I was upgrading some 2003 servers to SP2, then updating Microsoft security patches on 6 target servers.

I had a 2 hour window to complete the objective. Usually this isn’t an issue, but yesterday I was not able to meet the conditions.

I deployed SP2 the night before, as I always do, and all devices reported “Pending Restart”, as expected.

My window started at 2:00pm and ended at 4:00pm. All these devices reported to a specific relay server (rly1).

Prior to 2:00pm (at 11:00am), I restarted relay services on all relay servers, as recommended by Big Fix tech from phone conversation to ensure performance. Verified services were up and running and relay logs showed all good.

Rebooted target servers at 2:00pm. After coming up and up, they reported only 11 relevant security patches after 20min. Deployed patches and rebooted target servers. 20min later, no more patches showing relevant.

Ran “refresh” from management console on target servers several times after to ensure no more patches needed.

At 3:57pm, ran final refresh request.

Target servers went “grey” in console, then popped back to black.

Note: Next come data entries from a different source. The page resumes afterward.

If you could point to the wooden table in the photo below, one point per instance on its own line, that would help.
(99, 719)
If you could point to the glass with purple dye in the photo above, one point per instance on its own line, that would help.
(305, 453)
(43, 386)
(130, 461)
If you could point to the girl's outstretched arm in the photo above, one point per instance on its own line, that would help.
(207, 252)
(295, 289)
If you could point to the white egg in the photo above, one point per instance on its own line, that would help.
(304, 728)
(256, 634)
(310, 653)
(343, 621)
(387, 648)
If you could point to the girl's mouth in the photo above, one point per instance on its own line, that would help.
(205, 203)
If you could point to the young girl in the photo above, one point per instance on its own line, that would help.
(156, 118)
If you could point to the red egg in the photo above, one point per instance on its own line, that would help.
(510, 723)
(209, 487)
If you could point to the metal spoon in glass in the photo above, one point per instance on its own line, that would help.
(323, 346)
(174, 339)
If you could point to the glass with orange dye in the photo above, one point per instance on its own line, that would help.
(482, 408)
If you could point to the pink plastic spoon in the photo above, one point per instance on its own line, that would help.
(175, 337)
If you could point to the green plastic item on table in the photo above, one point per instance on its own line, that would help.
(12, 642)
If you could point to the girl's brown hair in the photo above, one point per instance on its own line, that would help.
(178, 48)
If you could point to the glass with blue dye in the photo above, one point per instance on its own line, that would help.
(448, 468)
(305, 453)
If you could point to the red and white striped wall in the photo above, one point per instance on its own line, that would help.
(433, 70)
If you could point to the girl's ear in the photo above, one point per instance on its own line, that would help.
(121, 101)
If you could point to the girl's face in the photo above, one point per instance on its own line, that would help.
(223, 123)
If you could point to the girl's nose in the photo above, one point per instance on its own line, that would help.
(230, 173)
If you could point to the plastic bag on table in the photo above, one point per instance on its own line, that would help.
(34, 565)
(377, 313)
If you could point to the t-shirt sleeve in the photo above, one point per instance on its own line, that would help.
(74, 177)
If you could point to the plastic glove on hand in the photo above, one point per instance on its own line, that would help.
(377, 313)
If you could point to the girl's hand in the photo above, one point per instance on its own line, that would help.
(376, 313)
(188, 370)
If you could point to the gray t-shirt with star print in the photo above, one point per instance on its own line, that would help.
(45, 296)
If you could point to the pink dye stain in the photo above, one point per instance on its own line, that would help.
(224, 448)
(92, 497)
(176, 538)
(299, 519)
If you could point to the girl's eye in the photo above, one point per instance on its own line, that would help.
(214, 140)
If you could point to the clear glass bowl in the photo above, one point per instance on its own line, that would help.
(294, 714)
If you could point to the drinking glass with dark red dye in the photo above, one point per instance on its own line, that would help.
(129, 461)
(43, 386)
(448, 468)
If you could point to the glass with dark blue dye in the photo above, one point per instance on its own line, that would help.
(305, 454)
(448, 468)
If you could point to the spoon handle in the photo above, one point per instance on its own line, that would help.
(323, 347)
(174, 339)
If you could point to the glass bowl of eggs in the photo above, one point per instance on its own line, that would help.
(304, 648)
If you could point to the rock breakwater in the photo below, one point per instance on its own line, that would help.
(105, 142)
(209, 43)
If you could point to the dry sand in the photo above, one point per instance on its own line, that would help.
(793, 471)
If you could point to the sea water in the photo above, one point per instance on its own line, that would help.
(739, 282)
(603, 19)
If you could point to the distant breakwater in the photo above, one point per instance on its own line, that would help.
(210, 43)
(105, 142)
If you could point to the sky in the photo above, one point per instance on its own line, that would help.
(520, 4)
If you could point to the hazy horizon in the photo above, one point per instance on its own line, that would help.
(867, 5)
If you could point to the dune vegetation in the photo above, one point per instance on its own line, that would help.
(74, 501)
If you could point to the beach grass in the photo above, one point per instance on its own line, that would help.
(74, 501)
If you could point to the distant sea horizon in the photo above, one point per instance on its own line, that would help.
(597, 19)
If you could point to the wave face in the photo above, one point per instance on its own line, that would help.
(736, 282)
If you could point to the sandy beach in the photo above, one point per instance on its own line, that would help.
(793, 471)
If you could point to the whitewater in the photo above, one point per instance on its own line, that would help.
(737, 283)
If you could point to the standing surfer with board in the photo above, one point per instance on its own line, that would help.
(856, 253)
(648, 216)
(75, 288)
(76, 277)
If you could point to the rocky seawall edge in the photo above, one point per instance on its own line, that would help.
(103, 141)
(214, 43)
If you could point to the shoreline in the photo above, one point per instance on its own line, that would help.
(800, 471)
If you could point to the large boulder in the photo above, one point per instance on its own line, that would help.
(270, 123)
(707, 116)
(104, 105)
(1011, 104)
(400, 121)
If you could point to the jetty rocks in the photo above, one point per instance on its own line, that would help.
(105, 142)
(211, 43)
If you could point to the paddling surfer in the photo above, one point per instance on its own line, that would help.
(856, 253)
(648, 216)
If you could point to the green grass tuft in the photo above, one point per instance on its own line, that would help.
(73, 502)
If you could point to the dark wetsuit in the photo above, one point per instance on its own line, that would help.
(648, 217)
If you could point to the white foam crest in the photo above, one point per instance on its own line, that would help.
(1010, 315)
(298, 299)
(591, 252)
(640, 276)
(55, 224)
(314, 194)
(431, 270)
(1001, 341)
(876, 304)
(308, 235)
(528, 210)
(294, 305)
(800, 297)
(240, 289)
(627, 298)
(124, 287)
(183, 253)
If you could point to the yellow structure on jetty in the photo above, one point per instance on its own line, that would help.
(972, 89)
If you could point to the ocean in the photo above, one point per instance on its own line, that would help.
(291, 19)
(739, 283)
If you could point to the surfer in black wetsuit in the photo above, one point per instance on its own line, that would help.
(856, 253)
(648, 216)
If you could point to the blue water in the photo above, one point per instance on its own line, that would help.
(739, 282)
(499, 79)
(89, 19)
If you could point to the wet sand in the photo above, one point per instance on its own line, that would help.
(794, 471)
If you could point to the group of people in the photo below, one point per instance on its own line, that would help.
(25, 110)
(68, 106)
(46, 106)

After, they showed relevant for 45 security patches. I was out of time and management was not happy.

Looked at relay log on relay server, at 2:50pm and 3:00pm, log showed following error:

“Error: Timed out while waiting on buffer directory overload check semaphore.”

Target servers client logs all showed refresh requests throughout the process.

How can I fix this?

-thanks

(imported comment written by SystemAdmin)

We have the same error message on some relays here. If you find the fix, please update the thread. Thanks!

(imported comment written by BenKus)

Hey Charles,

It sounds like you have some issues that need to be looked into… You shouldn’t need to restart relays and you shouldn’t need to send refreshes…

I am wondering if your relay bufferdir was full temporarily and it delayed your reports… however, that would be pretty rare unless you had a very underpowered relay, an awful lot of agents reporting to the relay, or a server that was very behind.

Ben

(imported comment written by rdamours91)

Could you see something like this if you had horrible disk I/O on the BigFix server/relays? I think I saw this in the past before I switched to a raid 10 setup.